WCSD: Furloughs minimal

While the summer is a busy time for the Warren County School District, there might be no piece to the puzzle of getting schools open in the fall more complicated than determining who will teach and work where.

“This is a busy time in terms of looking at HR (human resources) issues,” Amy Stewart, director of administrative support services, said.

There were many moving parts on personnel reports presented to the school board’s Personnel, Athletics and Co-Curricular Activities Committee on Monday evening.

Recommendations were made to suspend three teacher contracts and not renew three others. Non-renewal addresses staff that have not yet obtained tenure.

But it is likely that many of those will be called back for positions in the fall.

“I am incredibly optimistic that we will end up with one or two teacher furloughs or non-renewals,” Stewart said, indicating that the district will be “able to get almost all of our teachers back. That’s the goal.”

But what enables that to happen is realignment, which Stewart called the “big Sudoku puzzle we have been working on,” figuring out what positions will be needed and where.

The possibility exists for several kindergarten teaching positions to be added “to create the most parity” across the district in terms of class sizes.

Projected kindergarten enrollment prepared for the meeting shows two kindergarten teachers at Youngsville Elementary Middle School for 60 students and five at Warren Area Elementary Center for 148, putting kindergarten classes at both schools in the realm of 30 students each.

The committee took action to approve new position request at WAEC for kindergarten. Stewart asked that the request be amended to include one at WAEC and YEMS. She said she expects that “we will wind up needing one in both places eventually.”

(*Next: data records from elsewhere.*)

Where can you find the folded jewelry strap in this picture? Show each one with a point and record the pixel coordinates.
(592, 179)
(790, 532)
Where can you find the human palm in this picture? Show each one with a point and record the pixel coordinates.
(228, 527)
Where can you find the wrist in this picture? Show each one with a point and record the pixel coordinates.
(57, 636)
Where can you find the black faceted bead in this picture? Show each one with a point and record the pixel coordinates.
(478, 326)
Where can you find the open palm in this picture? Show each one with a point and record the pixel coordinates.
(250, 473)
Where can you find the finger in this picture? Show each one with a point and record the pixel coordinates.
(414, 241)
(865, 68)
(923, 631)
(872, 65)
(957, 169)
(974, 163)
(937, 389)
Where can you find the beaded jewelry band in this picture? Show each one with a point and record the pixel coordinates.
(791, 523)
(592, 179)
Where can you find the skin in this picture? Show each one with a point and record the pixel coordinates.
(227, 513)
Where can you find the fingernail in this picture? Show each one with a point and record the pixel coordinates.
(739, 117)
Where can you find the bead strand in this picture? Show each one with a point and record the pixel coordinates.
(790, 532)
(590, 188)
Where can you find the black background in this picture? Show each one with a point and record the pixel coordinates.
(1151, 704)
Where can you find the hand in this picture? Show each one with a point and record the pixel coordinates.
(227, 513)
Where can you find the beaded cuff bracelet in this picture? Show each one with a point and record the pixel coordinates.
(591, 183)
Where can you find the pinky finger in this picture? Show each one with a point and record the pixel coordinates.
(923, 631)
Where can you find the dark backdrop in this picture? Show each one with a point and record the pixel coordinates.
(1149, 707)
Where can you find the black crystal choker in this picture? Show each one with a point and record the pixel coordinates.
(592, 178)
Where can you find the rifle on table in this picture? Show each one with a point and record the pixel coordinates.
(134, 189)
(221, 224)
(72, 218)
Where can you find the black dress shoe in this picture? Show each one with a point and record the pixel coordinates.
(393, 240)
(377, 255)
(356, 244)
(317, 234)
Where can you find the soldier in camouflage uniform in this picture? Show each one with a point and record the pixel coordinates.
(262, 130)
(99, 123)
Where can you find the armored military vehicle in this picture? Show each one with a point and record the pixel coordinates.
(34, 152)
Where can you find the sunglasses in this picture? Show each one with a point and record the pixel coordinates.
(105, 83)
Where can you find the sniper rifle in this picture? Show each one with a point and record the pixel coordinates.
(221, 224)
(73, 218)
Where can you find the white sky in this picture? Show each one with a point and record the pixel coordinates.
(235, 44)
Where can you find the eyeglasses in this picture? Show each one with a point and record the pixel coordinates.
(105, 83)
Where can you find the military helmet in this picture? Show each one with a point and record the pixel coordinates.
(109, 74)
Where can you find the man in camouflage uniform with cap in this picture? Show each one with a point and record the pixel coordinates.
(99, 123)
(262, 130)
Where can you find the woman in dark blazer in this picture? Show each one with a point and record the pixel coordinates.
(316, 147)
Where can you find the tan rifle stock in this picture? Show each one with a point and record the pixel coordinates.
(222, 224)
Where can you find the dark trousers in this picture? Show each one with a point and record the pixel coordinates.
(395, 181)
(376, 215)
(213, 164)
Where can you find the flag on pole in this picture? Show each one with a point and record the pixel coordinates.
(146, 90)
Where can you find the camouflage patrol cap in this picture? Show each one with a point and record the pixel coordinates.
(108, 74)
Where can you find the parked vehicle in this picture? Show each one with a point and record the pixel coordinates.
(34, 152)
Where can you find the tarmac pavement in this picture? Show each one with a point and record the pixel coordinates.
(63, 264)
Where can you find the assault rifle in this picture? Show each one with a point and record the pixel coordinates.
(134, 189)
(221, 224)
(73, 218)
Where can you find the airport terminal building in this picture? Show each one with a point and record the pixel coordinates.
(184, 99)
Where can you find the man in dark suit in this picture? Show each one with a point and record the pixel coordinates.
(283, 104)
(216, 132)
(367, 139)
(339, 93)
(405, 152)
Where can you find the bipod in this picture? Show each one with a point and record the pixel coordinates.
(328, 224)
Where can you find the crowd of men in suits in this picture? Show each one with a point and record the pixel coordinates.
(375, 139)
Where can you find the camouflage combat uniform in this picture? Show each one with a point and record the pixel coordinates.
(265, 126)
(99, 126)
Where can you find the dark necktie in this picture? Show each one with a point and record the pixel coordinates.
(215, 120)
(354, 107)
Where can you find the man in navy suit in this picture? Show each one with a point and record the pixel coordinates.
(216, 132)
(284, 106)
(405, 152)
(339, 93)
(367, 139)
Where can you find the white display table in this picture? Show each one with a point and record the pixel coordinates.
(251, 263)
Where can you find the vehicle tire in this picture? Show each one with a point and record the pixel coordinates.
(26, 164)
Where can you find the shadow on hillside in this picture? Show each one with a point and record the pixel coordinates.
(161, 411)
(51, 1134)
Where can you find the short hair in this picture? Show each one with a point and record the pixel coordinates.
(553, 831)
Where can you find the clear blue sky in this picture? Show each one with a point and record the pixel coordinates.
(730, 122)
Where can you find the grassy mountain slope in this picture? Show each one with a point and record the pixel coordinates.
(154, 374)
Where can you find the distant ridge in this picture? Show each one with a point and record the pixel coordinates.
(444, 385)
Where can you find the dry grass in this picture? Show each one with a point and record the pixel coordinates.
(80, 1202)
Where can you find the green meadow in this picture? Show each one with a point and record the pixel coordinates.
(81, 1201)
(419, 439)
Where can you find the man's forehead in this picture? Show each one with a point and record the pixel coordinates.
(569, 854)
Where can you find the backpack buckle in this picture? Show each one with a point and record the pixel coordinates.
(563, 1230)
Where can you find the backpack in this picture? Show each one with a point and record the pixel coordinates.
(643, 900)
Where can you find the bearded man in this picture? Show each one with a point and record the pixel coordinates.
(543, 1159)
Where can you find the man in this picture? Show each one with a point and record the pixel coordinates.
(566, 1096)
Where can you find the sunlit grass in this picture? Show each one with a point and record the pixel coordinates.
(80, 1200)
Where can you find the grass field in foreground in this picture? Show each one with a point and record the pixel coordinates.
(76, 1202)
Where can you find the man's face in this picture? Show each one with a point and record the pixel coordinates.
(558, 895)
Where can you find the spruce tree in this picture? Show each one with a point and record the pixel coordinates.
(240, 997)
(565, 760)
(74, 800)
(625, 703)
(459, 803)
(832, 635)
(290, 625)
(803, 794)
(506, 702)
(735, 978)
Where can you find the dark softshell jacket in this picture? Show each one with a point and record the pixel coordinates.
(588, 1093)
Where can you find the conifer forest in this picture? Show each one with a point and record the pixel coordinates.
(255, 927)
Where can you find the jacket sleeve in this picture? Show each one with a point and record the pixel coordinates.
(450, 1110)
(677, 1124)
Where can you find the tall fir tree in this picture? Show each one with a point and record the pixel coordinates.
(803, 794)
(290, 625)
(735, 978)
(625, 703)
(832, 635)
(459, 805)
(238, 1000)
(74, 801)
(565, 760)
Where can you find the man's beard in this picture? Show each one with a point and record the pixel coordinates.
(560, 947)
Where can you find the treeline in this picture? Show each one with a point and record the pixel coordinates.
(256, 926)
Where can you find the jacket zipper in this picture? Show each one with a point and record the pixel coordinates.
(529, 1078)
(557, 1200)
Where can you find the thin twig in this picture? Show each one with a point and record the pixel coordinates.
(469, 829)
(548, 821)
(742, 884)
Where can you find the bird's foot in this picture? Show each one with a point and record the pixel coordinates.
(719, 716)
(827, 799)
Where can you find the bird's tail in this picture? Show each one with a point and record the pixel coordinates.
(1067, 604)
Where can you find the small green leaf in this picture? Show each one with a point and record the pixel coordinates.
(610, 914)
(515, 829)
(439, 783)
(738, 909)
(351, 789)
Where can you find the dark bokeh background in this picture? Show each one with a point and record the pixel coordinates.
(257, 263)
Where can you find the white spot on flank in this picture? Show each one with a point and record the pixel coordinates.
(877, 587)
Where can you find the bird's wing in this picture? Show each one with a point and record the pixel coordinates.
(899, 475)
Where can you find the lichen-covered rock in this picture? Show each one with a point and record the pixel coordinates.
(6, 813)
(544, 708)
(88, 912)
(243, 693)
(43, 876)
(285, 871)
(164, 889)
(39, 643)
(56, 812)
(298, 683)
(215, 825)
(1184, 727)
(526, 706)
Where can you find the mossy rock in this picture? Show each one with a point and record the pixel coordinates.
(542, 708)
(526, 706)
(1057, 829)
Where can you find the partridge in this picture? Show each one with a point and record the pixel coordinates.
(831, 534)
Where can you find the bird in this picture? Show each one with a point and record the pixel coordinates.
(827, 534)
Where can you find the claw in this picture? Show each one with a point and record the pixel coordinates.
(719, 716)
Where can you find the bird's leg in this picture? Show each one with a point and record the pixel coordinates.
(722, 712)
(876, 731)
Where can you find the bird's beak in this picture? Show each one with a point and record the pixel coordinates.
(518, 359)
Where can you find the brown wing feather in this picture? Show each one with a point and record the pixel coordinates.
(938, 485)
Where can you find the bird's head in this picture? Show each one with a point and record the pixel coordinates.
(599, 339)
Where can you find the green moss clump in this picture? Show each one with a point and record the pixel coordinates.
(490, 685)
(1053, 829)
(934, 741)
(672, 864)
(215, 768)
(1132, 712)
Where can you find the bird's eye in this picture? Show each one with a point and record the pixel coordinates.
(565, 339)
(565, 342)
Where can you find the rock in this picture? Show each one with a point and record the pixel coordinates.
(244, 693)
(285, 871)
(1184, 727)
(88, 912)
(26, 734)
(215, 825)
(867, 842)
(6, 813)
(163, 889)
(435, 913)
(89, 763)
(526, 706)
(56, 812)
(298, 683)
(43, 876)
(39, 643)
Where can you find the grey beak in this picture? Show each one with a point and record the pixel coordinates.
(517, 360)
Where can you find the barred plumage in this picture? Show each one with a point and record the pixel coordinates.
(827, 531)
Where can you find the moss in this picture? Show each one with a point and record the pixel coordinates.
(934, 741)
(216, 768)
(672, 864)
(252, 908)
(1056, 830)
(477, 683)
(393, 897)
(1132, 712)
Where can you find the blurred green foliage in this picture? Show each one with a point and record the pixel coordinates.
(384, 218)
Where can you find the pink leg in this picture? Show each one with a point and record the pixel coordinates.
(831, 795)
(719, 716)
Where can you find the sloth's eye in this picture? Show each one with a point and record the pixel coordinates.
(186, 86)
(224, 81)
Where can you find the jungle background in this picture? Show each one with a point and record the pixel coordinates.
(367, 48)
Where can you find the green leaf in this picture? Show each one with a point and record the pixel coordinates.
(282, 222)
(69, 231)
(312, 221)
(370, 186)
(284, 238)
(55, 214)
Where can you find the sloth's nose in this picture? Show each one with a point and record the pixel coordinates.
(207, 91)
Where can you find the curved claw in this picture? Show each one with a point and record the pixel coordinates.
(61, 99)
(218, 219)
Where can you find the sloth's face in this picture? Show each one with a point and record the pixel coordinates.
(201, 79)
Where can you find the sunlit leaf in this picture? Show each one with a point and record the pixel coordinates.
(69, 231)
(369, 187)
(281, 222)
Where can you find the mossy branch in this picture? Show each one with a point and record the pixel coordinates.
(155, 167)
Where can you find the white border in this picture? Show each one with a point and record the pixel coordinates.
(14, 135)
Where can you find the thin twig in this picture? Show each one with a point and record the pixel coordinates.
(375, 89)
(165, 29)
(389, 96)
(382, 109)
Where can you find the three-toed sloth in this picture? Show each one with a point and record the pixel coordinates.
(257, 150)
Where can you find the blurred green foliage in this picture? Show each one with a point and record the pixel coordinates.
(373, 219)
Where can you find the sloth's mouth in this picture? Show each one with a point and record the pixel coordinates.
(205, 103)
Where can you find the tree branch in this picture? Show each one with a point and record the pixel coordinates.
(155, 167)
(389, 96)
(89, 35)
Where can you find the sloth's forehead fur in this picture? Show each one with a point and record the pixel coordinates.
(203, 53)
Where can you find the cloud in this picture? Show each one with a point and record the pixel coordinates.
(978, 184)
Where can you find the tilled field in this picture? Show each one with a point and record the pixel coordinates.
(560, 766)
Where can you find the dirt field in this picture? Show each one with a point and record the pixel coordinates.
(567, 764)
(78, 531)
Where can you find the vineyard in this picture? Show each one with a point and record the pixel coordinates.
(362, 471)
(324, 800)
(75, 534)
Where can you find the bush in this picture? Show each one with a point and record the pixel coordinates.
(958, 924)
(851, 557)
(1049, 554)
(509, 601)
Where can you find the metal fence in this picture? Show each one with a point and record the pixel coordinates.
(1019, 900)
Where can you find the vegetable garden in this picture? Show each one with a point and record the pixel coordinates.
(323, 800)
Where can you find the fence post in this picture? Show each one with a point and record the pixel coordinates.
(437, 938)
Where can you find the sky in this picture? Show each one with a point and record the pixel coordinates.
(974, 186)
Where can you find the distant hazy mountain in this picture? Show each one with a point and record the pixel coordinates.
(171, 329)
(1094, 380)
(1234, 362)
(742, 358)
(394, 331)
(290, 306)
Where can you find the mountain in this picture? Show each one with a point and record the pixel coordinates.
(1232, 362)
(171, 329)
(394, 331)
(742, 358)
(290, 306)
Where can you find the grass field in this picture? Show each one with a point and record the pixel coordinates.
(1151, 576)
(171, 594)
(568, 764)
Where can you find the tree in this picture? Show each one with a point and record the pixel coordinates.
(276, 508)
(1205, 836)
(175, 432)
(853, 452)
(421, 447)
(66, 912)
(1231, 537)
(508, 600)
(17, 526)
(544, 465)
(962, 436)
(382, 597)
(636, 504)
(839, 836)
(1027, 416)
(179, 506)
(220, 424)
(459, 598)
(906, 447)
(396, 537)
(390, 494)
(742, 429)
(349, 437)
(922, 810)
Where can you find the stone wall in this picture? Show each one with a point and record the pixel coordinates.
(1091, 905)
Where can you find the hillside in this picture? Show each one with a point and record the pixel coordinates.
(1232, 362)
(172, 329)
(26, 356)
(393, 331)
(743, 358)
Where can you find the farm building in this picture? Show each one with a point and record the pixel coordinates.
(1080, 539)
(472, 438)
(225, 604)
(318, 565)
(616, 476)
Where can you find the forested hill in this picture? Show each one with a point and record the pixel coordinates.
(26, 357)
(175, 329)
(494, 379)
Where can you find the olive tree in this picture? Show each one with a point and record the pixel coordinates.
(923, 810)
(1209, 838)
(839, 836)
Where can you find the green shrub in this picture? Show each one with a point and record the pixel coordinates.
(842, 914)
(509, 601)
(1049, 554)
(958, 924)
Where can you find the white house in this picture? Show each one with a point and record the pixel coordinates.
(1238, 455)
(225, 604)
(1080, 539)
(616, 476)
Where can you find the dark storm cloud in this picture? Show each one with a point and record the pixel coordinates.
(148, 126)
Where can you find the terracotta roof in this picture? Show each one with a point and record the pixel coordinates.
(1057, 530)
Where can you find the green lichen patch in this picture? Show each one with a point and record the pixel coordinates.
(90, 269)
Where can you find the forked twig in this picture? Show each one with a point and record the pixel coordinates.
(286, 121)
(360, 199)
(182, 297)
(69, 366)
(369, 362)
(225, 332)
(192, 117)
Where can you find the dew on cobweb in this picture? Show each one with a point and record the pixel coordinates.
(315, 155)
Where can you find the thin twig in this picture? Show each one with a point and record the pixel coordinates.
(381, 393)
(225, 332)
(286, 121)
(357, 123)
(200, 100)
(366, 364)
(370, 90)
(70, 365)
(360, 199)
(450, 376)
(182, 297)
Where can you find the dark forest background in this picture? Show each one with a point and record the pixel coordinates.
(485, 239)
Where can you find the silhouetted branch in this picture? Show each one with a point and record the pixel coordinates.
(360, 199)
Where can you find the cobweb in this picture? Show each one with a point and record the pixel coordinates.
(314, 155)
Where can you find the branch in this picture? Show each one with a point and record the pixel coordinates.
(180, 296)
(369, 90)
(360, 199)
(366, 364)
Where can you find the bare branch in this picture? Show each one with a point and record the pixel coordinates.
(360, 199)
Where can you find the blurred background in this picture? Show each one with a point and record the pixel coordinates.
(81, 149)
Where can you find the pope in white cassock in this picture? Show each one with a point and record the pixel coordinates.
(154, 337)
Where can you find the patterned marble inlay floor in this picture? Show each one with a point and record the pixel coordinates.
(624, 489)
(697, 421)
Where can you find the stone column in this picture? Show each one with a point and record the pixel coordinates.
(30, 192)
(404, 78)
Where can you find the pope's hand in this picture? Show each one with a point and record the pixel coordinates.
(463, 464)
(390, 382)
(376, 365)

She explained that administrative guidelines focus on keeping K-2 class sizes between 11 and 27 and grades 3-5 between 11 and 30.

“With (the) consolidation we’ve done, (the) numbers are pushing where we are comfortable. We evaluate at those levels and see what might be the necessary remedy,” she said.

“There’s a lot of parents that watch these numbers,” board member Paul Mangione said, cautioning that not lowering the kindergarten numbers at WAEC or YEMS could result in students attending elsewhere, resulting in a loss of funding. “If it’s in their favor, that’s their decision point,” he said.

“Throughout Gov. Corbett’s reign, (I’m) not sure how we can get much tighter next year” with staffing, Stewart said. “These numbers are tight with our guidelines and not a lot of room to spare. We want to be staffed appropriately but we don’t want to spend money when we should have spent it (elsewhere).”

On the support staff side, a bumping meeting was held on July 15 and Stewart said that approximately 75 individuals bumped other people to get into new positions. The meeting resulted in eight suspensions but she said there are four positions that have been posted.

“The potential to have four people come back to get jobs out of those eight is there,” she said.